Le Premier ministre Alexis Tsipras, le reconnait d’ailleurs lui-même lorsqu’il affirme lundi matin dès la signature de son accord avec les représentants de la zone euro : "la Grèce continuera à lutter afin de pouvoir renouer avec sa croissance et regagner notre souveraineté perdue". Le 15 février dernier il avait pourtant annoncé, comme but de ses négociations avec l’Union Européenne, "un nouveau programme" dont Athènes aurait eut la maîtrise. Alexis Tsipras n’aura tenu aucune de ses promesses de campagne et déçu les Grecs lui ayant donné leurs voix pour lutter contre l’austérité. C’est pourquoi il a perdu beaucoup plus qu’il n’avait misé, et donc espéré, lorsqu’il se jetait avec force, au début des négociations, dans un bras de fer contre ses créanciers européens, soutenu par le Président français.
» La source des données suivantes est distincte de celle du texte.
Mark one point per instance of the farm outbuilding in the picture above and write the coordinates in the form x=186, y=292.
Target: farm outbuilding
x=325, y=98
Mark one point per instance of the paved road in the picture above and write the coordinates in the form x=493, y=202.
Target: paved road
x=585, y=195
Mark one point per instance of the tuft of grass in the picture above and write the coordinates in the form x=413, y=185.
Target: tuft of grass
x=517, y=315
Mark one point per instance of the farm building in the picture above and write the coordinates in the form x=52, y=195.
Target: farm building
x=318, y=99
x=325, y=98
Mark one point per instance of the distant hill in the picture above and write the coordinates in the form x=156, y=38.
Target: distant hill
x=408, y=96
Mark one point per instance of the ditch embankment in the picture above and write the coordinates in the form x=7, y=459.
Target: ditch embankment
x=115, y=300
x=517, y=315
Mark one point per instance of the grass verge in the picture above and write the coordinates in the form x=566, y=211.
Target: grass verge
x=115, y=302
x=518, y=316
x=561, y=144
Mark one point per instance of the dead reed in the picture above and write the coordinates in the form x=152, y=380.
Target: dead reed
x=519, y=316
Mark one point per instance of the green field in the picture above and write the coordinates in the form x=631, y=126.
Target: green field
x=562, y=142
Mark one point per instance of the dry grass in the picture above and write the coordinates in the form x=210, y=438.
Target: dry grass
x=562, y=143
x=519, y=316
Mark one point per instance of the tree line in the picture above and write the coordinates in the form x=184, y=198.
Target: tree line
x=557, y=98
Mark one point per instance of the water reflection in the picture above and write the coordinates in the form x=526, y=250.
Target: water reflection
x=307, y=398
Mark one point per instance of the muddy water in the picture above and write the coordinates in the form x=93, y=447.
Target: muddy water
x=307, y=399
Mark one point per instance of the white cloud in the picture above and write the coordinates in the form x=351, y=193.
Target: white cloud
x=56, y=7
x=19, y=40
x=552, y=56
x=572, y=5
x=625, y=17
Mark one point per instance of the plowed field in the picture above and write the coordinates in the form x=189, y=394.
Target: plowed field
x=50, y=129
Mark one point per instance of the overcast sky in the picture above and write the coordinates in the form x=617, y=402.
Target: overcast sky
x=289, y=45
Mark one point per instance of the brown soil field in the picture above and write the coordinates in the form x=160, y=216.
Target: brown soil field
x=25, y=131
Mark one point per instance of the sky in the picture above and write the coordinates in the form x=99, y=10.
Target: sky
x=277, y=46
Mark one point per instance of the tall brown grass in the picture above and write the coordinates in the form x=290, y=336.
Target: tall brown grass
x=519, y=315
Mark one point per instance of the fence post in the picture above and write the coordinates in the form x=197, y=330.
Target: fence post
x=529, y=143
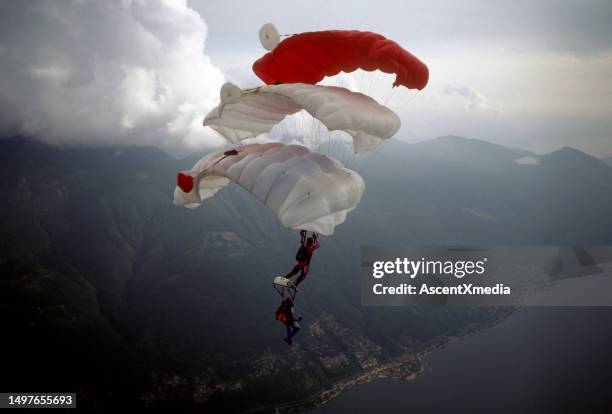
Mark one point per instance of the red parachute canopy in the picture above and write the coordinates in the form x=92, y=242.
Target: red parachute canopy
x=309, y=57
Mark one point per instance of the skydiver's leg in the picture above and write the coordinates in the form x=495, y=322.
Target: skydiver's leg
x=302, y=275
x=293, y=272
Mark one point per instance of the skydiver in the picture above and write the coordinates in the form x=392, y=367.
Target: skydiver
x=284, y=313
x=303, y=256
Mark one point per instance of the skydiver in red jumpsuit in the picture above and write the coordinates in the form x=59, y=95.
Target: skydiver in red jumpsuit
x=303, y=256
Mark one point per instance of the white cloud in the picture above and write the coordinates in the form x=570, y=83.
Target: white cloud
x=108, y=72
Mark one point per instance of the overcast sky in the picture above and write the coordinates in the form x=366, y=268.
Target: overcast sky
x=529, y=74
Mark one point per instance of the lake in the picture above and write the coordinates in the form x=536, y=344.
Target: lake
x=539, y=360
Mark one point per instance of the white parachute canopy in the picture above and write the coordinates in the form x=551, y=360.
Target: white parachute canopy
x=244, y=114
x=307, y=190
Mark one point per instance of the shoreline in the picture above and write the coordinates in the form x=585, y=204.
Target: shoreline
x=396, y=368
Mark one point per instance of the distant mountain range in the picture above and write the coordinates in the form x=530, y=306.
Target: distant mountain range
x=114, y=291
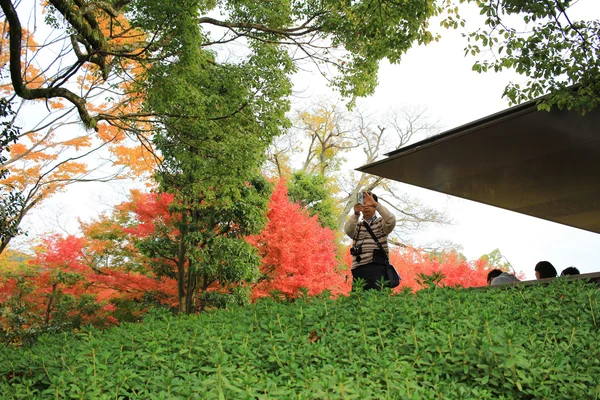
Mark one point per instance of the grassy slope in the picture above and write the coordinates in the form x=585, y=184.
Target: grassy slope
x=533, y=343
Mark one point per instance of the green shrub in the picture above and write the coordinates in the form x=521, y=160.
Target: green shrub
x=523, y=343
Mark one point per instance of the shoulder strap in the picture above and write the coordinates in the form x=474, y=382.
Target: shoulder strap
x=375, y=238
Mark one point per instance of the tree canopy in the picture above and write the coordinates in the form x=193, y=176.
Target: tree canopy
x=540, y=40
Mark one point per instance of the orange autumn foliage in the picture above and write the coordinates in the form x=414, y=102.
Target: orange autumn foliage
x=297, y=252
x=457, y=271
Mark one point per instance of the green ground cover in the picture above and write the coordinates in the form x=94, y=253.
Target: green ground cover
x=539, y=342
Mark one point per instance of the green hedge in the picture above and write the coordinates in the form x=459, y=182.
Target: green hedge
x=539, y=342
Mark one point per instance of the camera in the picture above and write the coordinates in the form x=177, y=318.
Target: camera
x=355, y=250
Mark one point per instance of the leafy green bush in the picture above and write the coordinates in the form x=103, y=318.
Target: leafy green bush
x=523, y=343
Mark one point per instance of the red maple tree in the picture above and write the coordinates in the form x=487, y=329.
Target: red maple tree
x=297, y=252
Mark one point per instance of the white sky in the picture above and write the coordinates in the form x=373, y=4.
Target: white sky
x=439, y=78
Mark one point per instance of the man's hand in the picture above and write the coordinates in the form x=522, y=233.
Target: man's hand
x=369, y=200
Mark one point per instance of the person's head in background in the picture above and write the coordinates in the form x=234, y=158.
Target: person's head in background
x=545, y=269
x=492, y=274
x=570, y=271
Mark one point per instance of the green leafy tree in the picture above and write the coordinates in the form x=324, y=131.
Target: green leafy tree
x=539, y=40
x=314, y=193
x=216, y=121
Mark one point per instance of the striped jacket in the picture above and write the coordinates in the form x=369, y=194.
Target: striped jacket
x=381, y=227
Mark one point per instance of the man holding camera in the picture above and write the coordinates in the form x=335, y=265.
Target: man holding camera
x=368, y=261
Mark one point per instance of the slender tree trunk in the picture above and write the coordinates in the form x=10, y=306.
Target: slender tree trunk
x=50, y=301
x=181, y=293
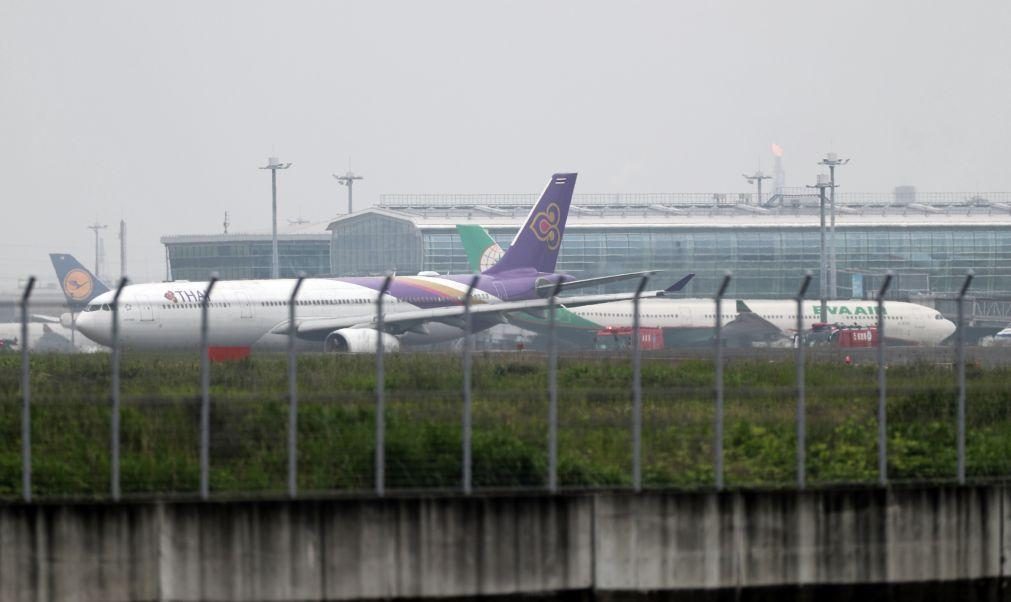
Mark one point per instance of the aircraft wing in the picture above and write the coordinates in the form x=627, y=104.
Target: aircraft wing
x=403, y=321
x=751, y=327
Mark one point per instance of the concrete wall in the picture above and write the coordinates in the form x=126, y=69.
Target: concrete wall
x=429, y=546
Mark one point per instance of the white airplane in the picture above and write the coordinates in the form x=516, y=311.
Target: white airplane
x=340, y=314
x=692, y=320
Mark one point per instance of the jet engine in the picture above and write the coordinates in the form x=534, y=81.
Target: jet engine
x=360, y=340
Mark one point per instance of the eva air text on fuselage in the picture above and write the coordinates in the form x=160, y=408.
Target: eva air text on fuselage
x=847, y=311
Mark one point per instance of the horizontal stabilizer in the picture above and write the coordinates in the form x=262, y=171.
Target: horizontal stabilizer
x=547, y=288
x=676, y=286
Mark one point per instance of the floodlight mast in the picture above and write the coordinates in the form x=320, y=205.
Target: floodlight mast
x=832, y=161
x=348, y=180
x=823, y=182
x=95, y=228
x=273, y=164
x=756, y=178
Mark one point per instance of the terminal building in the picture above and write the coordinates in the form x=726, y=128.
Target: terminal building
x=928, y=240
x=245, y=256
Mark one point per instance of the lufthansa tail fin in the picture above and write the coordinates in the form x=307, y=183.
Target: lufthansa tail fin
x=78, y=283
x=536, y=245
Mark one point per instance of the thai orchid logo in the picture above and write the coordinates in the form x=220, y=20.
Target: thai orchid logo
x=545, y=227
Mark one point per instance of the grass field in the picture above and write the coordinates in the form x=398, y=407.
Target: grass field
x=336, y=423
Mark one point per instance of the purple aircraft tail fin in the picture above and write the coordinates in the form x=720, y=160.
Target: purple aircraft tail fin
x=536, y=245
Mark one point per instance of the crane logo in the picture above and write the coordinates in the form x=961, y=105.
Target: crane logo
x=78, y=284
x=545, y=226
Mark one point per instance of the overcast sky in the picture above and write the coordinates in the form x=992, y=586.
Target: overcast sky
x=159, y=113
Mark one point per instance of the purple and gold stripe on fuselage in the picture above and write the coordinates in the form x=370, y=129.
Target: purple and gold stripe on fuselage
x=420, y=290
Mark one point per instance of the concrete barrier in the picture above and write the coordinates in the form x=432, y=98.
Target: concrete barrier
x=603, y=544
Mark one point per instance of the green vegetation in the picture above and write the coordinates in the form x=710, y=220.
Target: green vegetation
x=336, y=423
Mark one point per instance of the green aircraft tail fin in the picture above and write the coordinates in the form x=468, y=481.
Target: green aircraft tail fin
x=482, y=250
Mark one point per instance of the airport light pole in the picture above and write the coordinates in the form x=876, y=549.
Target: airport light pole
x=95, y=228
x=273, y=164
x=756, y=178
x=832, y=161
x=348, y=180
x=823, y=182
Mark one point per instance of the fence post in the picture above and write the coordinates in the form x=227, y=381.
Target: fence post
x=468, y=343
x=718, y=443
x=960, y=344
x=25, y=397
x=293, y=392
x=882, y=414
x=553, y=391
x=114, y=361
x=801, y=401
x=205, y=391
x=637, y=389
x=380, y=467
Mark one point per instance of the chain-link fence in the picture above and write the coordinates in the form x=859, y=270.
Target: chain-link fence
x=118, y=422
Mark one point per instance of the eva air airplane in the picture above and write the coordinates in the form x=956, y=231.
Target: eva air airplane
x=691, y=321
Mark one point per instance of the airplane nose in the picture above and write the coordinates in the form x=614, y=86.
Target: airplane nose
x=947, y=330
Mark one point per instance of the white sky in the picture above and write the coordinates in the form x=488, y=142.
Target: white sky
x=159, y=113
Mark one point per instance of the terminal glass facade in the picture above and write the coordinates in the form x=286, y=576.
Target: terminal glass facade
x=769, y=261
x=247, y=259
x=374, y=244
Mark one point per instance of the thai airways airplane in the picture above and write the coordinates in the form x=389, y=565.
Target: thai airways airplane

François Hollande pour sa part, a tout de suite vu qu’il tenait, dans la période qui s’ouvrait, l’occasion de vivre un grand moment diplomatique. Le moyen de se placer dans l’orbite idéale des chefs d’Etats français l’ayant précédé et qui, depuis Charles de Gaulle, sont tenus de briller en politique extérieure.

Mais dans cette crise européenne majeure, le président français a aussi saisi sa chance de montrer à ses électeurs et à son propre parti, qu’il était capable de se hisser, dans la pratique, à la hauteur des promesses qu’il avait faites sur l’Europe pendant la campagne présidentielle de 2012.

C’est que François Hollande est dans l’urgence d’une échéance que le quinquennat et l’échec de sa politique rendent brulante : sa popularité est au plus bas, et les derniers sondages du mois de juillet le confirment, le chef de l’Etat entraine avec lui des records historiques de défiance. Ainsi le 2 juillet, alors que la CGT manifeste son "soutien au peuple grec", 72% des Français portent un jugement "défavorable" sur l’action du président (2). Pire, le 7 juillet, au plus fort de l’angoisse internationale d’un Grexit, seulement 24 % des Français se disent prêts à lui accorder leur confiance à pour "sortir de la crise actuelle entre la Grèce et les autres pays européens" alors même que 44 % d’entre eux sont plus confiants à l'égard d'Angela Merkel. Un résultat catastrophique pour le chef de l’Etat, dont le directeur du département opinion de l'Ifop disait : "On observe de manière cruelle et cinglante qu'aux yeux des opinions publiques françaises et allemandes, ce n'est pas François Hollande qui incarne le leadership européen mais Angela Merkel" (3).

Or, qu’on se souvienne du discours du Bourget, le seul qui fasse encore l’unanimité sur la personne du président de la République au sein de son propre parti et chez son ancien électorat. François Hollande y professait : "La France doit retrouver l’ambition de changer l’orientation de l’Europe. Elle imposera de savoir convaincre et entraîner nos partenaires, précisant, ce qui va changer, c’est le vote des Français, qui sera notre levier pour convaincre. Les destins de l’Europe et de la France sont liés, la grandeur de la France ne peut pas être séparée de la force de l’Europe. Nous avons besoin d’Europe, elle doit nous aider à sortir de la crise mais pas imposer une austérité sans fin qui peut nous entraîner dans la spirale de la dépression. (...) C’est pourquoi je proposerai à nos partenaires un pacte de responsabilité, de gouvernance et de croissance. Je renégocierai le traité européen issu de l’accord du 9 décembre pour lui apporter la dimension qui lui manque". Faute de n’avoir jamais renégocié quoi que ce soit, il est indéniable que le président de la République a très habillement joué sa carte personnelle dans la crise grecque.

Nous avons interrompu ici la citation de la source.